The authors also conclude that it will be "nearly impossible" to prevent the escape of transgenes from these crops into wild and cultivated relatives, leading to "biochemical, ecological, and evolutionary effects that may be irreversible".
Potential for novel production of omega-3 long-chain fatty acids by genetically engineered oilseed plants to alter terrestrial ecosystem dynamics
Stefanie M. Colombo, Lesley G. Campbell, Eric J. Murphy, Sara L. Martin, Michael T. Arts
Agricultural Systems 164 (2018) 31–37
• EPA and DHA are two omega-3 fatty acids that are not produced by the majority of terrestrial plants.

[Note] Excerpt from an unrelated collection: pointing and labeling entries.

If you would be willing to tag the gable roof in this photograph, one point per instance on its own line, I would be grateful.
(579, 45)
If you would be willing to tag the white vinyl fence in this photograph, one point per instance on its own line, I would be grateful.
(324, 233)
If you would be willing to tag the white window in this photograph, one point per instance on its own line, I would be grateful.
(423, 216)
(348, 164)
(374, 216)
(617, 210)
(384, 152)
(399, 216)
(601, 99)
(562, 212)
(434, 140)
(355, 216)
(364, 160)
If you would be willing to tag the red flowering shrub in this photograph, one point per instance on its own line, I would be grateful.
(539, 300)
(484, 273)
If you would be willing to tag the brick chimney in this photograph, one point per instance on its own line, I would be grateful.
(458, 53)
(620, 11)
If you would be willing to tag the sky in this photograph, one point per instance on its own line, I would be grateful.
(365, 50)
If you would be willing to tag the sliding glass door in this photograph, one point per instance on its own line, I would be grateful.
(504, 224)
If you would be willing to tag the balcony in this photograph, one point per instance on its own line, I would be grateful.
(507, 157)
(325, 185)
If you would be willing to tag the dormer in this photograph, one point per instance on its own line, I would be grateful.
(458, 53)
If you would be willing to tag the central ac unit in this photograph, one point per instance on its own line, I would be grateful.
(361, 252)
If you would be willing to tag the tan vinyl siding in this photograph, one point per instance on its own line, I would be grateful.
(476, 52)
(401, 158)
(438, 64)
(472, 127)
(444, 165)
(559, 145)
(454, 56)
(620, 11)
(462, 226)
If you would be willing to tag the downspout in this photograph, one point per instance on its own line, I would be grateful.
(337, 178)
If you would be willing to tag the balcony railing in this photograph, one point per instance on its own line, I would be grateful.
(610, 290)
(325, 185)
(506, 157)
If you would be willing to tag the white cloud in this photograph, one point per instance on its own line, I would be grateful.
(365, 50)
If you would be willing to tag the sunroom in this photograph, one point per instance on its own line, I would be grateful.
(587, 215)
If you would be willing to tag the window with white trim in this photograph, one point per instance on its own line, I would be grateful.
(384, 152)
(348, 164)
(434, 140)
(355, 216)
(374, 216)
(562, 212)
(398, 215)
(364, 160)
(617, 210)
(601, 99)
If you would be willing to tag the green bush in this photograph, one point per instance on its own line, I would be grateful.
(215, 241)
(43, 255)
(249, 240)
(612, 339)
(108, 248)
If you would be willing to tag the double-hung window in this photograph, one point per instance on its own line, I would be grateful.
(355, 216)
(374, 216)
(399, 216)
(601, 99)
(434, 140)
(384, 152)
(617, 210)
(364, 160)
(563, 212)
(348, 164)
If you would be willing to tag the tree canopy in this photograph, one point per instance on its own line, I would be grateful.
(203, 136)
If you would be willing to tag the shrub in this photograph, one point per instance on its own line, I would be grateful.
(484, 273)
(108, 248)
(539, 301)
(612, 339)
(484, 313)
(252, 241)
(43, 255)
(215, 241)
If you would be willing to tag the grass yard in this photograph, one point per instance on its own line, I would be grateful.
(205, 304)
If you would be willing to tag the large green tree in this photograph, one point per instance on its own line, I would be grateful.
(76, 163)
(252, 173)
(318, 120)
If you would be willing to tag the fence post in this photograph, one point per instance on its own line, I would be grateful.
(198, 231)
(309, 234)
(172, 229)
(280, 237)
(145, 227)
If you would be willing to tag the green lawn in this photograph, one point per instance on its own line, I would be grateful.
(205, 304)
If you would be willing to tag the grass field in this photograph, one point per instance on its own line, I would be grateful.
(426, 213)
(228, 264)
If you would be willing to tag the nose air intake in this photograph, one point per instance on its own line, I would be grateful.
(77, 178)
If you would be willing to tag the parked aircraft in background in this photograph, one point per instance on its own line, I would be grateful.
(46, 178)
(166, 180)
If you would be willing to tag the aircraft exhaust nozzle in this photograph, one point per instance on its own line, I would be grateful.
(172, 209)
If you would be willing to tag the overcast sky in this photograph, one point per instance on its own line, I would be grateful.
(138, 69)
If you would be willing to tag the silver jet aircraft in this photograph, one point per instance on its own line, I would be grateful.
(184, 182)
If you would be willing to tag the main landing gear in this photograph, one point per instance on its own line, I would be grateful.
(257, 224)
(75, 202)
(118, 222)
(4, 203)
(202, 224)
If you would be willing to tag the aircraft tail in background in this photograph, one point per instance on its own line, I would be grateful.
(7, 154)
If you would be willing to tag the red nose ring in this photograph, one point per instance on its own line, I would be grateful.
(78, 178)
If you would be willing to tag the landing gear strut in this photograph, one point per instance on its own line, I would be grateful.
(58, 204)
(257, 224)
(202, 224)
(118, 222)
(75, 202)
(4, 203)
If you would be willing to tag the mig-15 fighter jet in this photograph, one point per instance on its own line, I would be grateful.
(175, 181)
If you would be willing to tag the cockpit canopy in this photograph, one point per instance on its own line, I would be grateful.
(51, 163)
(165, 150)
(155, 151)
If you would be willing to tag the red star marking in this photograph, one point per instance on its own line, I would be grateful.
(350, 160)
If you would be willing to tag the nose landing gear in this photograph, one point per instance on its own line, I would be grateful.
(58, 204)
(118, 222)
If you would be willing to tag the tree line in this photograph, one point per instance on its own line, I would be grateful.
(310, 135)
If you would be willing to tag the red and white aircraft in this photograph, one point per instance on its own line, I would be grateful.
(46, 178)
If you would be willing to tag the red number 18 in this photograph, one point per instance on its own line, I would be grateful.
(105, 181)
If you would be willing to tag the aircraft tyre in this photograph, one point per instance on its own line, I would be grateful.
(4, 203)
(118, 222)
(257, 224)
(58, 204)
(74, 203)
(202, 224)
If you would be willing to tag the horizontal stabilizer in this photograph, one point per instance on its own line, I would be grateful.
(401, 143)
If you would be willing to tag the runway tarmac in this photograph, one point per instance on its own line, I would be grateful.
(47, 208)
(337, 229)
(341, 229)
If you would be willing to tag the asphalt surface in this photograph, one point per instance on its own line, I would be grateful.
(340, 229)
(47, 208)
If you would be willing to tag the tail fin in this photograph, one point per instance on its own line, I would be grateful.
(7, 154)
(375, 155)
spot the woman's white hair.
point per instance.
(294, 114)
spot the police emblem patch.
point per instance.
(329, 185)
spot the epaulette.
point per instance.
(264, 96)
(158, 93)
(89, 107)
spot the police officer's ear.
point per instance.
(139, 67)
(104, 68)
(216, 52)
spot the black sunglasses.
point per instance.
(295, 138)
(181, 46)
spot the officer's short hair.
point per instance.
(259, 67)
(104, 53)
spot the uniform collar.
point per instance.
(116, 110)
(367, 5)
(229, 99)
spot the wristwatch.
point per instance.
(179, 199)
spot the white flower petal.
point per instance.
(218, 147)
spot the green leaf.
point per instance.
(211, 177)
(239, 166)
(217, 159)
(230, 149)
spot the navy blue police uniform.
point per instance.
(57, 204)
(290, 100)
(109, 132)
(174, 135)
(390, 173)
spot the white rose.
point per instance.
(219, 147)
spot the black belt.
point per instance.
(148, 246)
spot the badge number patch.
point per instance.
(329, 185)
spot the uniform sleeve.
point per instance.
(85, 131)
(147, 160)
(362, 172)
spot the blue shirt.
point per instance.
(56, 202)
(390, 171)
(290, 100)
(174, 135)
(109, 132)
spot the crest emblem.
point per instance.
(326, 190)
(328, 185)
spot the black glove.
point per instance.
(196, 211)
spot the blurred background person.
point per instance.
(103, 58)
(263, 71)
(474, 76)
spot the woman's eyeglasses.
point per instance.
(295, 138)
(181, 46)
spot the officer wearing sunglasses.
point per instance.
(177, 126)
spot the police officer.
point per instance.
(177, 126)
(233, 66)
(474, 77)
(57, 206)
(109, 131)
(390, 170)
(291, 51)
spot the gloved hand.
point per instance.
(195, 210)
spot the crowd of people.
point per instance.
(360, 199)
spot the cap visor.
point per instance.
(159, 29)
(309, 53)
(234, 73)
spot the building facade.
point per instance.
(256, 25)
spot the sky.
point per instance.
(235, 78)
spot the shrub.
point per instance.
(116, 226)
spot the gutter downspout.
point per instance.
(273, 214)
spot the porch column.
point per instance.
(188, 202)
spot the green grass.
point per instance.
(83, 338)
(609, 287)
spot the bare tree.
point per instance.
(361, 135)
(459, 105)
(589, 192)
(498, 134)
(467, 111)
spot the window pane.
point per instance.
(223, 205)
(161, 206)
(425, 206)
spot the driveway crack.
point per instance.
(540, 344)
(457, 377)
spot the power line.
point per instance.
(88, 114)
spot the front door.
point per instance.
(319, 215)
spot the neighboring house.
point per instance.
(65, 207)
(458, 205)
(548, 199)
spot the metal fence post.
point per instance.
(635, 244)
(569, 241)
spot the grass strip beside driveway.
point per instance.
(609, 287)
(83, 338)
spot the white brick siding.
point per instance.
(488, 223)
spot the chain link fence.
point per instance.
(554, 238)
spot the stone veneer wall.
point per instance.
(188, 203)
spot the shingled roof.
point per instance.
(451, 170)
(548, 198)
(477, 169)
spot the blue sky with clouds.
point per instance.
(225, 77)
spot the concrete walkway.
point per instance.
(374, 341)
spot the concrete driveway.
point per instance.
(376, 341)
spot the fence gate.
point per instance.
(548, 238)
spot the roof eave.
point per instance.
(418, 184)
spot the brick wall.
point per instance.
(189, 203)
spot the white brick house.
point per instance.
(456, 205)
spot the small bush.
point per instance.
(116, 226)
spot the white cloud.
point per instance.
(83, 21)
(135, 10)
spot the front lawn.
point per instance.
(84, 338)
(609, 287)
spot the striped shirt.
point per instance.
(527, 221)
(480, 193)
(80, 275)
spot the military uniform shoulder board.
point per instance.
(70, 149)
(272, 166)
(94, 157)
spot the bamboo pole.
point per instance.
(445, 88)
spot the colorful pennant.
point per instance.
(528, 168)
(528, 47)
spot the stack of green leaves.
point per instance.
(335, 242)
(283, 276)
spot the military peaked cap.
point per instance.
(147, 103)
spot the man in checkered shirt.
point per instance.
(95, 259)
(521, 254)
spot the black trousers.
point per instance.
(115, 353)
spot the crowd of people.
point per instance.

• Oilseed crops have recently been genetically engineered to produce EPA and DHA.
• Novel production of EPA and DHA by GE-oilseeds may result in unintended ecological and evolutionary effects.
• We recommend that evaluating potential ecological effects from GE-oilseeds should be an integral part of risk assessments.
Two bioactive omega-3, long-chain, fatty acids (EPA and DHA), found in algal and fish oils, can now be produced in genetically engineered (GE) terrestrial oilseed crops. These fatty acids are involved in key physiological functions in invertebrates and vertebrates. They are known to be synthesized by primary producers in aquatic ecosystems, but not by terrestrial crop plants. Thus, the production of EPA and DHA by GE seed oil crops represents a fundamental shift in the accessibility of bioactive fatty acids to terrestrial consumers; one that may change their physiology and survival thereby altering ecological interactions among terrestrial organisms. Here we discuss the potential ecological and evolutionary consequences of the novel production of EPA and DHA by GE oilseed crops.